Get ready for a new world of pure imagination; Roald Dahl’s famous books about an eccentric chocolatier, made famous in the 1971 Gene Wilder fantasy, Willy Wonka & the Chocolate Factory, with a sort of 2005 remake by Tim Burton in the Johnny Depp starrer, Charlie and the Chocolate Factory, is getting a prequel. The new Warner Bros. film, Wonka, is being helmed by Paul King (Paddington) and produced by David Heyman (Harry Potter), a dream team for a child-centric story. The studio explains the plot will center around “a young Willy Wonka and his adventures prior to opening the world’s most famous chocolate factory.” Sounds like they’re taking the phrase “like a kid in a candy store” to a whole new level.

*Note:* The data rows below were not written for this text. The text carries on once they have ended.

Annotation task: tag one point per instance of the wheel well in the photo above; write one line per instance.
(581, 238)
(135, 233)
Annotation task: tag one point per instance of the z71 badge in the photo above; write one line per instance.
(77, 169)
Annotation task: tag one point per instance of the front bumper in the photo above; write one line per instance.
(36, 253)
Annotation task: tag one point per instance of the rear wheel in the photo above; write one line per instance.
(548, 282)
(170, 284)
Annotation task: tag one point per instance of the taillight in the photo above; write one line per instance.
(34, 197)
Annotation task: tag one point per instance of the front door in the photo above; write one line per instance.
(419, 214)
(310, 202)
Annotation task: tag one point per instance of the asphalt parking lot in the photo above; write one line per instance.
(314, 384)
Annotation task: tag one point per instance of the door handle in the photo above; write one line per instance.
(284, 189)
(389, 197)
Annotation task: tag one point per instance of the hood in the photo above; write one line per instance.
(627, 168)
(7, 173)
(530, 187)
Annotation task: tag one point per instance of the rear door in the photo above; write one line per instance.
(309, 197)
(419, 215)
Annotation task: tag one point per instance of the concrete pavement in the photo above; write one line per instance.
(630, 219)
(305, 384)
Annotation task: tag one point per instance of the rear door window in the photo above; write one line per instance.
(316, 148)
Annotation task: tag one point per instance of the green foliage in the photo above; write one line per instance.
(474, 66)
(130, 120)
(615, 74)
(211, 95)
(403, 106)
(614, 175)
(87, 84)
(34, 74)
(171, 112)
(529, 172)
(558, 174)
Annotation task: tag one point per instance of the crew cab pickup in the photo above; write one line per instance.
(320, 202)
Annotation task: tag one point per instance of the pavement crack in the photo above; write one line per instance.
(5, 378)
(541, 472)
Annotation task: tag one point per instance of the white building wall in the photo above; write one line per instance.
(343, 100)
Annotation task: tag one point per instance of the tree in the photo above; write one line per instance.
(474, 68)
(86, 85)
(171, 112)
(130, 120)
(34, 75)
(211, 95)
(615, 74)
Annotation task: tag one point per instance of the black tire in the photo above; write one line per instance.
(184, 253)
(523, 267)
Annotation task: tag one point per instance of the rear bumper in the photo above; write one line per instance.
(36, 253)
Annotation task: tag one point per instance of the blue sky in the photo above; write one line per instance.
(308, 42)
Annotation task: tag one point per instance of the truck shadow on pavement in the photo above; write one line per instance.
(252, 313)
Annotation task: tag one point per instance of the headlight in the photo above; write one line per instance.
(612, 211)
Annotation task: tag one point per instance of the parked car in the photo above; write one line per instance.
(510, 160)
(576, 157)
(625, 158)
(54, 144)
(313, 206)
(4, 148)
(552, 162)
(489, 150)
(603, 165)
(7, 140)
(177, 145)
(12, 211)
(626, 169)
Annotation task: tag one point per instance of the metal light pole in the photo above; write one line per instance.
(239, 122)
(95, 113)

While we have known of the prequel since 2016, The Hollywood Reporter recently revealed the film’s scheduled March 17, 2023 release. If that date seems very far away for a film already four years into development, Deadline explains, “It’s early days for this project and it won’t be shooting while UK is in lockdown. The hope is for a September shoot. No casting yet.”

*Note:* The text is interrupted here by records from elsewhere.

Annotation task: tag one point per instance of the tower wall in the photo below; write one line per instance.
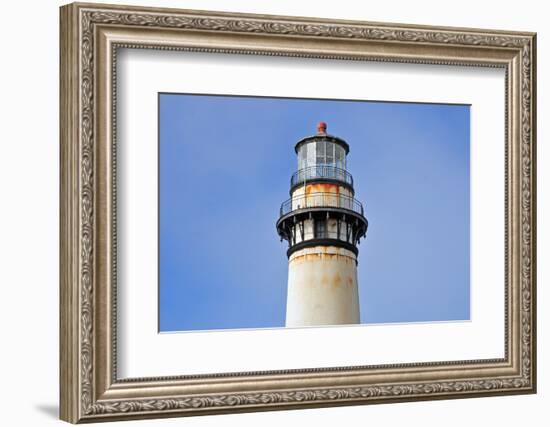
(322, 287)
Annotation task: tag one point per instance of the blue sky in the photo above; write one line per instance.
(225, 166)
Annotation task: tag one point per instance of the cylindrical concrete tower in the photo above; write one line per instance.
(323, 224)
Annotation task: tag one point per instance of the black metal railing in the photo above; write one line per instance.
(321, 200)
(321, 171)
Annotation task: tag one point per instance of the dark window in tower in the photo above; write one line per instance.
(320, 229)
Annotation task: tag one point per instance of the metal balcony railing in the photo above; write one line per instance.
(321, 171)
(321, 200)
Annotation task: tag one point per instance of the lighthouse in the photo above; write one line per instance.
(323, 224)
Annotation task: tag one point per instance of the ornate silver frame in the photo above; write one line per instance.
(90, 36)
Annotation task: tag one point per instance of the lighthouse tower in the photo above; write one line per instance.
(322, 223)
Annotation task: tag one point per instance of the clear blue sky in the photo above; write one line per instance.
(225, 166)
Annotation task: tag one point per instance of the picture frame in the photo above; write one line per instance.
(91, 36)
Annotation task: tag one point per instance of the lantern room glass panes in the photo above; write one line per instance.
(339, 156)
(321, 152)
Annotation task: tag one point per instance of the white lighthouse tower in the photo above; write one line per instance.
(323, 224)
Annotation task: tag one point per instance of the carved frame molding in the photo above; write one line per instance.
(90, 36)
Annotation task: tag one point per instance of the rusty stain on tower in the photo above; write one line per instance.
(323, 224)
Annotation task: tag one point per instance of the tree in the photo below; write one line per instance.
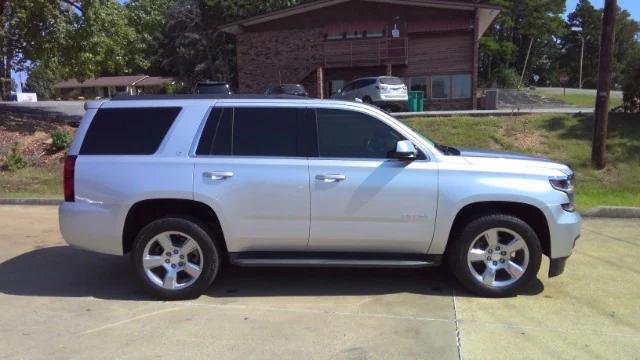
(588, 20)
(42, 77)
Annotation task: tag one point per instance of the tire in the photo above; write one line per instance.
(482, 260)
(172, 271)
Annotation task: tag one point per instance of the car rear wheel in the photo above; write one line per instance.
(496, 255)
(175, 258)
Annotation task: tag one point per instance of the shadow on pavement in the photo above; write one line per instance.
(63, 271)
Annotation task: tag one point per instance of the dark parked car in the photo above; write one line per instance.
(213, 87)
(287, 89)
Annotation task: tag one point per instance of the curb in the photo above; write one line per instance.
(30, 201)
(616, 212)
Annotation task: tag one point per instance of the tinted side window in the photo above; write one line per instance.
(216, 135)
(265, 132)
(128, 131)
(349, 134)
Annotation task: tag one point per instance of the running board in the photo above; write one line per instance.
(318, 259)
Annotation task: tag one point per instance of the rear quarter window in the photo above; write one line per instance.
(128, 131)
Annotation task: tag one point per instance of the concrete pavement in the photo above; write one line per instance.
(58, 302)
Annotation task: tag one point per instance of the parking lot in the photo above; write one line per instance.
(59, 302)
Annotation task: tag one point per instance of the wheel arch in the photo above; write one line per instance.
(528, 213)
(145, 211)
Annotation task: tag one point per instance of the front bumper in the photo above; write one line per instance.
(564, 231)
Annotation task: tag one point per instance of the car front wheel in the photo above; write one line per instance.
(496, 255)
(175, 258)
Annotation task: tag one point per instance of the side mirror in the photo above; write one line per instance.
(404, 151)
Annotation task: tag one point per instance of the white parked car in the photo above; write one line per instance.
(184, 183)
(386, 92)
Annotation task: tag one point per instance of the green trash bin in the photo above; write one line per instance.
(416, 101)
(420, 101)
(412, 105)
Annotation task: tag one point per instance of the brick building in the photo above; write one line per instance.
(431, 44)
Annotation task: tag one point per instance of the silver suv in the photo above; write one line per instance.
(185, 184)
(386, 92)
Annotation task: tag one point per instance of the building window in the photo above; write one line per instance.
(373, 34)
(334, 86)
(440, 87)
(354, 35)
(461, 86)
(334, 37)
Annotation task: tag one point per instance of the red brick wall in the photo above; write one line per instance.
(289, 50)
(273, 57)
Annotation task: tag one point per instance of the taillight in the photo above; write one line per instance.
(69, 172)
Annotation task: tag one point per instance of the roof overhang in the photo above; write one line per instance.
(487, 13)
(486, 16)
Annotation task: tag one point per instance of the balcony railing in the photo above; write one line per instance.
(370, 52)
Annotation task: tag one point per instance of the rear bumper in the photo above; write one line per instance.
(90, 227)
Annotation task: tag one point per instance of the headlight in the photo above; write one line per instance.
(568, 186)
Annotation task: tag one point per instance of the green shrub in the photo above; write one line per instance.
(14, 160)
(507, 78)
(60, 140)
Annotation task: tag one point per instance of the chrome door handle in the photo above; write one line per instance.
(217, 175)
(331, 177)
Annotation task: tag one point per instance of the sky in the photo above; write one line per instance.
(632, 6)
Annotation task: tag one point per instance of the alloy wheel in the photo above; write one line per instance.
(498, 257)
(172, 260)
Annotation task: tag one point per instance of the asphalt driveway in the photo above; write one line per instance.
(59, 302)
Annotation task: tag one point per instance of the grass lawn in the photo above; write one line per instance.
(580, 99)
(563, 137)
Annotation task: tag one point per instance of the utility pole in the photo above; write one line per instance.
(599, 149)
(526, 60)
(581, 59)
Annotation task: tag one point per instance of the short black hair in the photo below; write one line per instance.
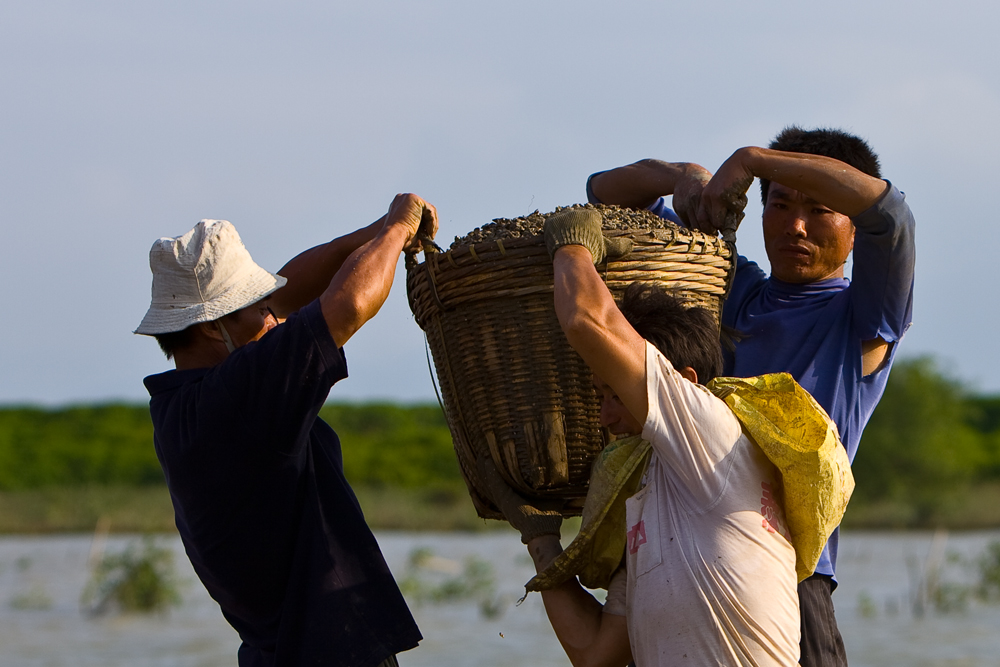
(687, 336)
(175, 340)
(828, 142)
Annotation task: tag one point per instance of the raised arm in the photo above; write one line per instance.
(362, 283)
(309, 273)
(830, 182)
(590, 636)
(640, 184)
(587, 312)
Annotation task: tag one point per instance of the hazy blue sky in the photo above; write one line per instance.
(122, 122)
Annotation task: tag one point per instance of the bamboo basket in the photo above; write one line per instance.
(512, 387)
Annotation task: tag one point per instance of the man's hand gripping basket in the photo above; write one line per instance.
(513, 388)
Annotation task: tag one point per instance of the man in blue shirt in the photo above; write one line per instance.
(823, 197)
(267, 518)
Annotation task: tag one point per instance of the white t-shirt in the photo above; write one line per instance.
(711, 575)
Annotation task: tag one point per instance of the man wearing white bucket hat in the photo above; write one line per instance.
(267, 518)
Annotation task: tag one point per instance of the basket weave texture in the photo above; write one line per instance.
(512, 387)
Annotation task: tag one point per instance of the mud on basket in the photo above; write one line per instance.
(512, 387)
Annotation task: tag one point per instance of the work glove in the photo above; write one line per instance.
(531, 521)
(582, 226)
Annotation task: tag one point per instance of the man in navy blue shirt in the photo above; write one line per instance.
(267, 518)
(823, 197)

While Wonka represents a fresh take on the franchise, some die-hard Gene Wilder fans have condemned the project on Twitter:
When anyone asks me if I’m going to watch any Willy Wonka movie without Gene Wilder ... pic.twitter.com/TcRDMHwR89
— teatime75 (@teatime75) January 19, 2021
Both of them need to just say no, publicly, saying "no one can ever live up to Gene Wilder and this is unnecessary" and kill the project. Now. https://t.co/BghahGE9Tc
— Think Outside Your Tribe (@DenifLewesa) January 19, 2021
STOP GENE WILDER IS THE ONLY GOOD WONKA AAAAAA https://t.co/MriDLE7uMg
— (@B1LL1EJ3AN) January 19, 2021
While the fan loyalty is understandable for such an iconic performance, the hate does seem unfair. Even if Wilder were alive, a prequel wouldn’t feature him, as Wonka will be portrayed as a child. This won’t negate or otherwise demean Wilder’s iconic and revered performance, but rather focus on the period that precedes it. We’re all for breathing life into older IP. What do you think? Are you pro Wilder, pro Depp, or pro creative progress?